Antony, le monde a ses lois, la société ses exigences ; qu’elles soient des devoirs ou des préjugés, les hommes les ont faites telles, et, eussé-je le désir de m’y soustraire, qu’il faudrait encore que je les acceptasse.

ANTONY.

Et pourquoi les accepterais-je, moi ?… Pas un de ceux qui les ont faites ne peut se vanter de m’avoir épargné une peine ou rendu un service ; non, grâce au ciel, je n’ai reçu d’eux qu’injustice, et ne leur dois que haine… Je me détesterais du jour où un homme me forcerait à l’aimer… Ceux à qui j’ai confié mon secret ont reversé sur mon front la faute de ma mère… Pauvre mère !… ils ont dit : Malheur à toi, qui n’as pas de parents !… Ceux auxquels je l’ai caché ont calomnié ma vie… ils ont dit : Honte à toi, qui ne peux pas avouer à la face de la société d’où te vient ta fortune !… Ces deux mots, honte et malheur, se sont attachés à moi comme deux mauvais génies… J’ai voulu forcer les préjugés à céder devant l’éducation… arts, langues, science, j’ai tout étudié, tout appris… Insensé que j’étais d’élargir mon cœur pour que le désespoir pût y tenir ! Dons naturels ou sciences acquises, tout s’effaça devant la tache de ma naissance ; les carrières ouvertes aux hommes les plus médiocres se fermèrent devant moi ; il fallait dire mon nom, et je n’avais pas de nom.

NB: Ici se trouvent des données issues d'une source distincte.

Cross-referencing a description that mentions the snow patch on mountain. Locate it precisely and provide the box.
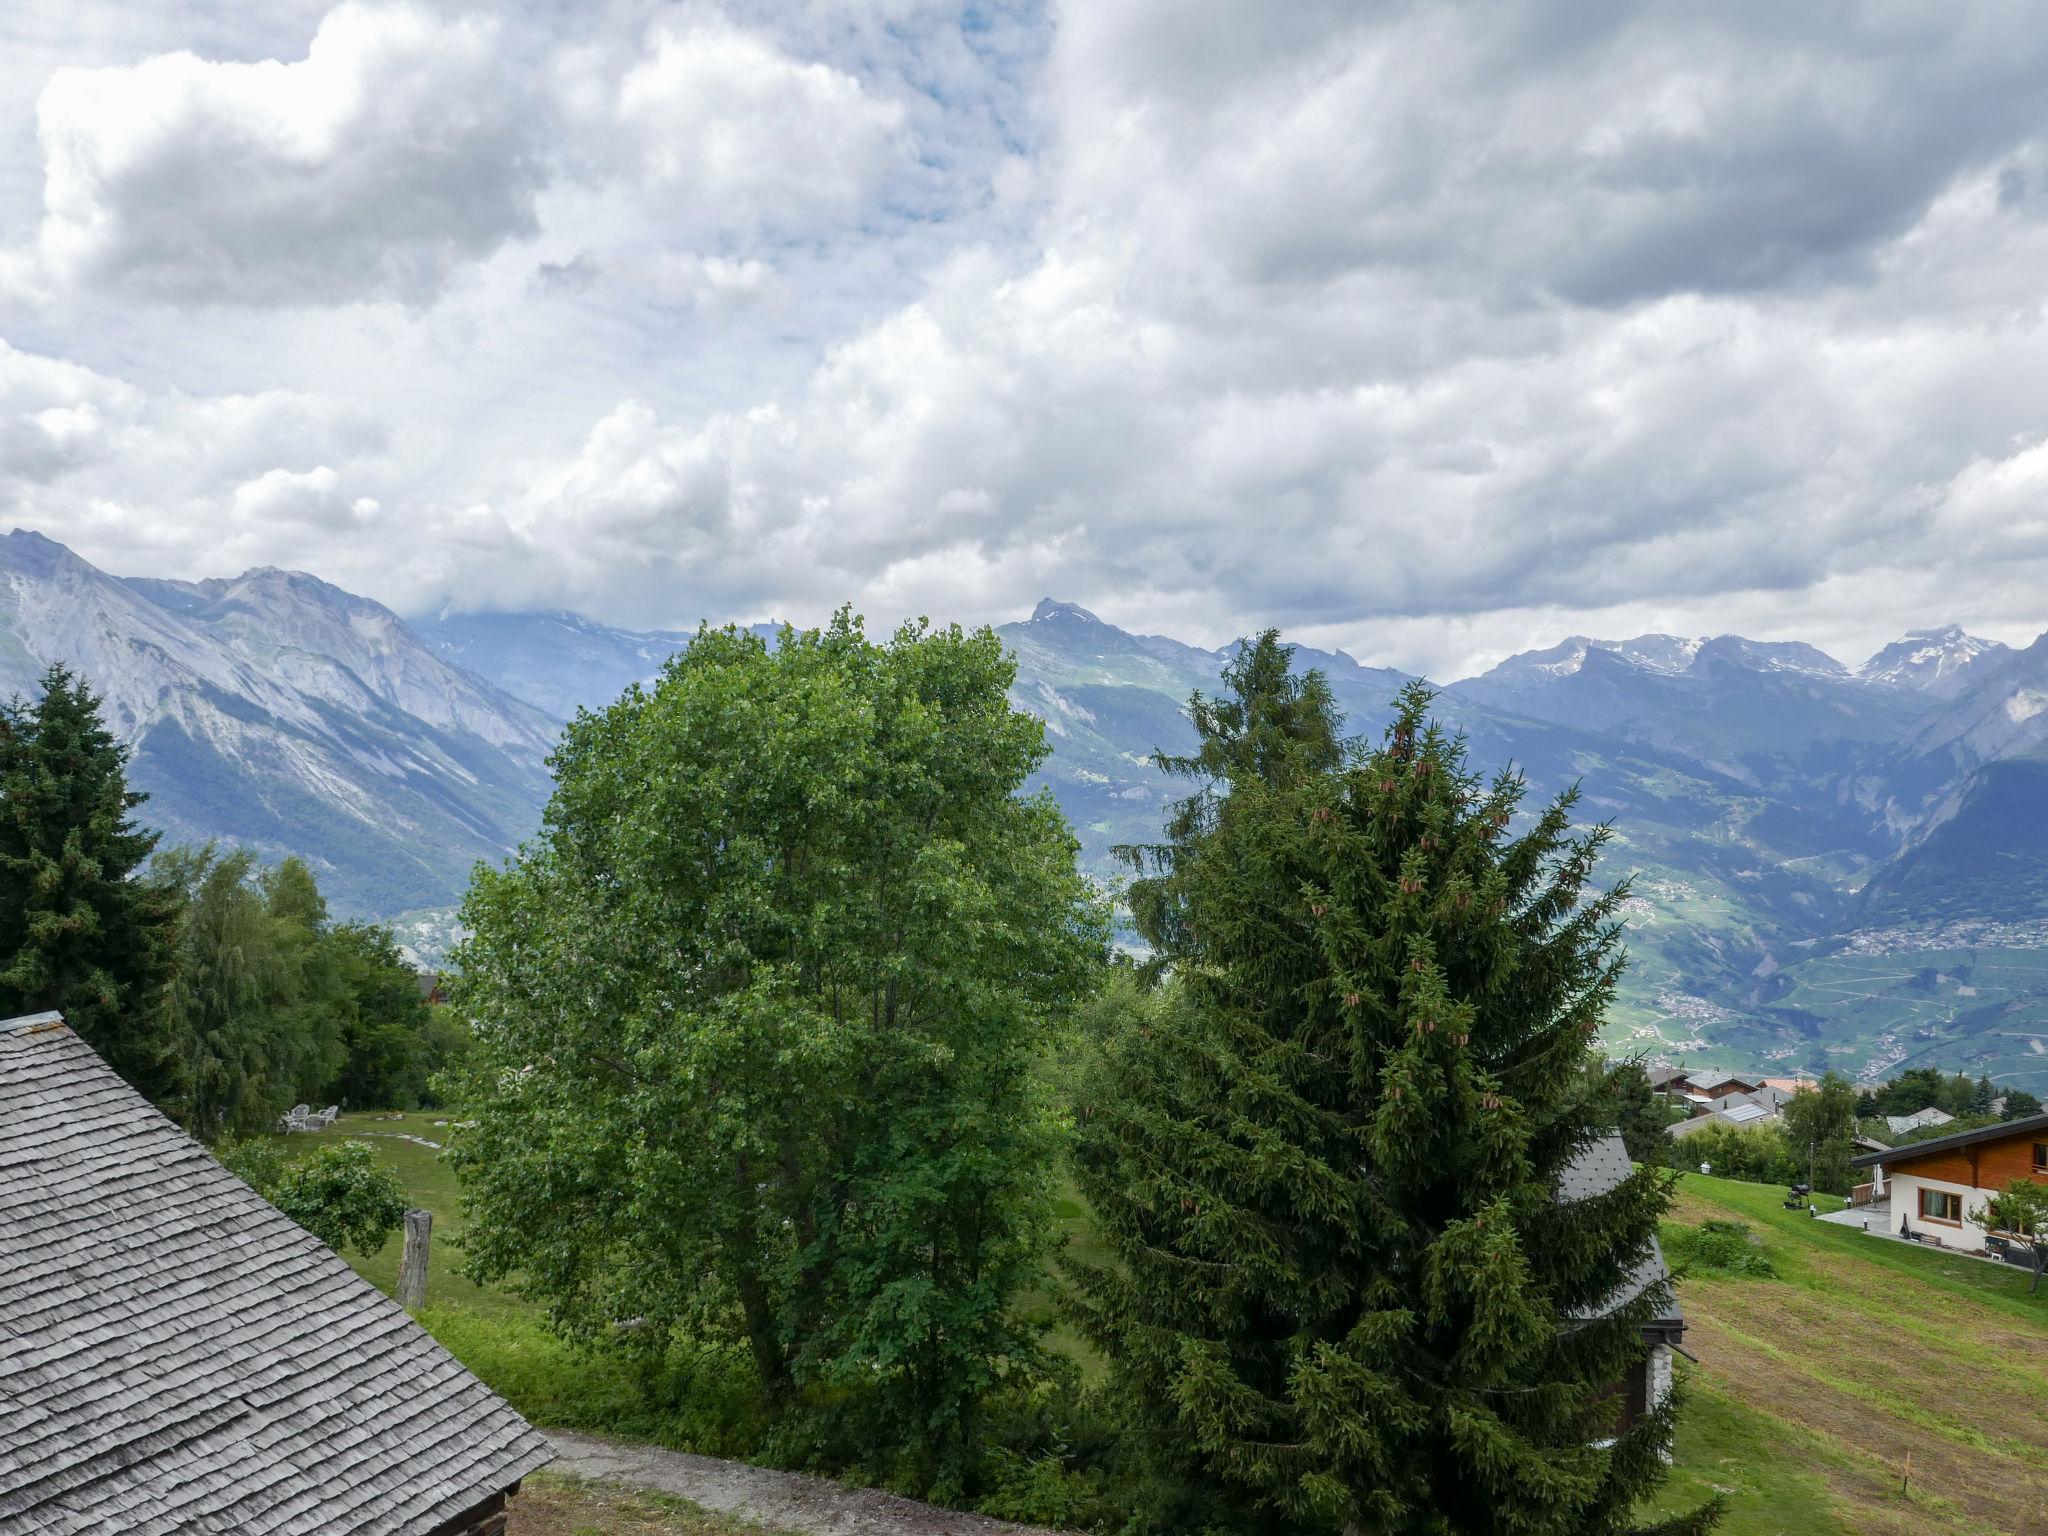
[1857,624,2008,696]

Oh ! que ne suis-je né pauvre et resté ignorant, perdu dans le peuple ! je n’y aurais pas été poursuivi par les préjugés ; plus ils se rapprochent de la terre plus ils diminuent, jusqu’à ce que trois pieds au-dessous ils disparaissent tout à fait.

ADÈLE.

Oui, oui, je comprends… Oh ! Plaignez-vous ! Plaignez-vous !… car ce n’est qu’avec moi que vous pouvez vous plaindre !

ANTONY.

Je vous vis, je vous aimai ; le rêve de l’amour succéda à celui de l’ambition et de la science ; je me cramponnai à la vie, je me jetai dans l’avenir, pressé que j’étais d’oublier le passé… Je fus heureux… quelques jours… les seuls de ma vie… merci, ange ! car c’est à vous que je dois cet éclair de bonheur, que je n’eusse pas connu sans vous… C’est alors que le colonel d’Hervey… Malédiction !… Oh ! si vous saviez combien le malheur rend méchant ! combien de fois, en pensant à cet homme, je me suis endormi la main sur mon poignard !… et j’ai rêvé de Grève et d’échafaud !

ADÈLE.

Antony !… vous me faites frémir…

ANTONY.

Je partis, je revins ; il y a trois ans entre ces deux mots… ces trois ans se sont passés je ne sais ni où ni comment ; je ne serais pas même sûr de les avoir vécus, si je n’avais le souvenir d’une douleur vague et continue… Je ne craignais plus ni les injures ni les injustices des hommes… je ne sentais plus qu’au cœur, et il était tout entier à vous… Je me disais : Je la reverrai… il est impossible qu’elle m’ait oublié… je lui avouerai mon secret… et peut-être qu’alors elle me méprisera, me haïra.

ADÈLE.

Antony, oh ! comment l’avez-vous pu penser ?

ANTONY.

Et moi, à mon tour, moi je la haïrai aussi comme les autres… ou bien, lorsqu’elle saura ce que j’ai souffert, ce que je souffre… peut-être elle me permettra de rester près d’elle… de vivre dans la même ville qu’elle !

ADÈLE.

Impossible !

ANTONY.

Oh ! il me faut pourtant haine ou amour, Adèle ! je veux l’un ou l’autre… J’ai cru un instant que je pourrais repartir ; insensé !… je vous le dirais qu’il ne faudrait pas le croire ; Adèle, je vous aime, entendez-vous… Si vous vouliez un amour ordinaire, il fallait vous faire aimer par un homme heureux !… Devoirs et vertu !… vains mots… Un meurtre peut vous rendre veuve… je puis le prendre sur moi ce meurtre ; que mon sang coule sous ma main ou sous celle du bourreau, peu m’importe… il ne rejaillira sur personne et ne tachera que le pavé… Ah ! vous avez cru que vous pouviez m’aimer, me le dire, me montrer le ciel… et puis tout briser avec quelques paroles dites par un prêtre… Partez, fuyez, restez, vous êtes à moi, Adèle !… à moi, entendez-vous ? je vous veux, je vous aurai… Il y a un crime entre vous et moi… soit, je le commettrai… Adèle, Adèle ! je le jure par ce Dieu que je blasphème ! par ma mère, que je ne connais pas !…

ADÈLE.

Calmez-vous, malheureux ! vous me menacez !… vous menacez une femme…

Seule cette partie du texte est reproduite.